Pari-mutuel operators in Florida sports betting claimed that the compact was in violation of the Indian Gaming Regulatory Act (IGRA), causing Hard Rock operations in the state to cease pending those appeals.
It's been an up-and-down battle since, including the most recent fight over a lower-court 2023 reversal of a decision that originally blocked the compact between the government, specifically the U.S. Department of the Interior (DOI) and the Seminole tribe "monopoly" on Florida sports betting.
West Flagler Associates is the latest pari-mutuel group to petition for a rehearing of the issue in Federal Court. Its petition challenges the compact that gives the Seminoles the exclusive right to offer retail and mobile sports betting in the state.
West Flagler Associates' claims that allowing the compact to proceed as written was a violation of the Indian Gaming Regulatory Act, which stipulates that any gambling through tribal means would need to take place on Native American lands.
The argument for the Seminole Tribe is that servers for mobile sports betting would be located on Native American Lands and therefore the gambling activity is technically taking place on their territory.
A spokesperson for the tribe also cited the June 30 D.C. Circuit Court of Appeals' unanimous overturning of the District Court's prior blocking of the Seminoles' sports betting launch in the state.

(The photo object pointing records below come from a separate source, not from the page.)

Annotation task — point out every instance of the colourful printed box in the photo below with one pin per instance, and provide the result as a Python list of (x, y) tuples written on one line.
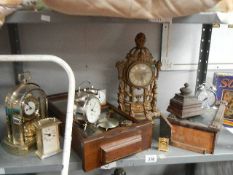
[(224, 85)]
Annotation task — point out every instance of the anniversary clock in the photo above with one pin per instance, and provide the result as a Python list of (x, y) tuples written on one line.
[(138, 75), (25, 105)]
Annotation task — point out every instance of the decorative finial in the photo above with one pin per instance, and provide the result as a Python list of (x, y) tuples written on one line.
[(140, 40), (185, 90)]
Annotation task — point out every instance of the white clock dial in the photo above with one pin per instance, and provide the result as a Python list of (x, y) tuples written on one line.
[(102, 96), (50, 139), (140, 74), (93, 110), (29, 108)]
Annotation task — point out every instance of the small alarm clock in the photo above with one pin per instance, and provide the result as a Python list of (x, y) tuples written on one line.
[(87, 106), (47, 137)]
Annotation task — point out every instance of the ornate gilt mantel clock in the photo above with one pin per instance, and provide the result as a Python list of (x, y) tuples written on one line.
[(138, 75), (25, 105)]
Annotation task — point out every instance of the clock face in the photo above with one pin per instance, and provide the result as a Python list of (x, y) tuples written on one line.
[(140, 75), (102, 96), (30, 106), (93, 110), (50, 139)]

“It’s important to note the three-judge panel of the US Court of Appeals for the District of Columbia Circuit issued a unanimous decision in favor of the US Department of the Interior, which approved the Gaming Compact between the Seminole Tribe and the State of Florida,” the statement read.
The most recent court stay on the issue of the Seminole’s exclusive right to offer legal retail and mobile sports betting in the Sunshine State prevents the Tribe from launching sports betting until the issue is argued in Federal Court.
It will likely need to come before the Appeals Court, and a date for those arguments hasn't yet been given a time frame. It would put the issue before all 11 judges of the D.C. Circuit Court, bypassing the original three-judge panel that favored the overturning of the original stay for the Seminole Tribe to offer sports wagering.
The DOJ has a couple of choices about how to address the latest challenge to the Seminole Tribe's attempt to bring a legal sports betting platform to Florida featuring betting sites. The DOJ could be asked to simply respond to the petition, or it could refuse to grant a rehearing on the previous decision without a response.
West Flager still has an avenue it could pursue. The firm could file a motion in either the U.S. Supreme Court or State Court to have their request for a rehearing read.
All options would sidetrack a desired Sept. 7 legal sports betting launch.
More chances coming
West Flagler Associates face an uphill battle to even get the case heard by the 11 judges on the D.C. Circuit Court panel. En banc hearings are rarely granted.
If the hearing is denied, the original ruling by the three-judge panel would remain in place and the Seminoles could go forward with their launch of Hard Rock Bet.
The best that the pari-mutuels could hope for is that their en banc hearing request succeeds. In that case, months of negotiation and hearings would take place, putting in jeopardy the September, pre-NFL season Hard Rock Bet launch in the Sunshine State.
So now it's up to the courts to either refuse to hear the pari-mutuel request or not. Both options put the Sept. 7 target for launch in serious peril, unless the courts agree on an expedited hearing.
It means that for now, legal sports wagering is once again up in the air for bettors in the Sunshine State. It also puts on hold the right for the third-largest state population in America of 21.5 million (plus an estimated 120 million annual tourists) to place a bet on sports when in Florida. It pauses the creation of an estimated 2,200 jobs in the state and an immediate $2.5 billion cash infusion coming directly from the Seminole Tribe.
"Wait and see" has become a theme for Florida's legal sports betting scene. And with the latest challenge, it looks as though that theme will persist, at least for now.
Will Floridians be able to wager on the NFL this year? Most insiders are leaning "Yes" on that question, but the legal challenges certainly threaten to slow the launch down.